Antibody reaction and detection

After incubation for hybridization, slides were first washed in 2 × SSC (Sigma-Aldrich) and 50% formamide (Sigma-Aldrich ACS reagent) for 1 h at 50 °C each, followed by another wash in TBS buffer (100 mM Tris–HCl pH 7.5, 400 mM NaCl) for 5 min. Slides were then incubated in 0.5% blocking reagents (Roche) in TBS for 1 h followed by a wash in 1% BSA (bovine serum albumin, Sigma-Aldrich), 0.3% (v/v) Triton X-100 (Sigma-Aldrich) in TBS for 30 min.

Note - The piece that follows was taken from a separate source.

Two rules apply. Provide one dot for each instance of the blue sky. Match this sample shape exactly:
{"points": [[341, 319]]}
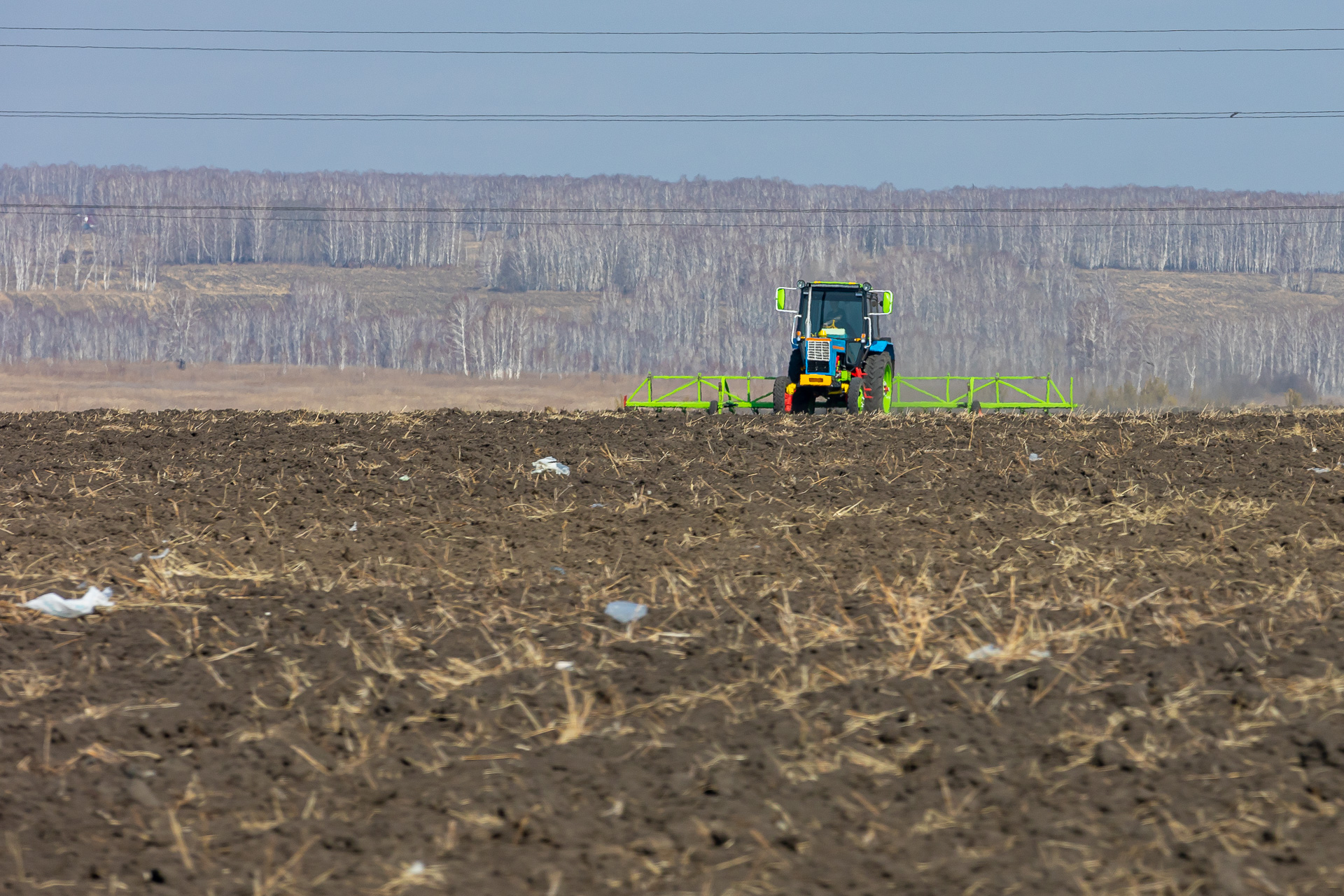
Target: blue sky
{"points": [[1221, 155]]}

Slides were further incubated in Anti-Digoxigenin-AP Fab fragments (Roche) : 1% BSA, 0.3% (v/v) Triton X-100 in TBS (1:3000) for 90 min, followed by two washes in 1% BSA, 0.3% (v/v) Triton X-100 in TBS for 30 min each. For detection, slides were first washed in detection buffer (100 mM Tris–HCl pH 9.5, 100 mM NaCl, 50 mM MgCl2) for 5 min, and then incubated in NBT/BCIP (Roche) detection buffer mixture (200 μl NBT/BCIP per 10 ml detection buffer) in dark for 12 h.

All experiments were performed in accordance with relevant institutional guidelines and regulations.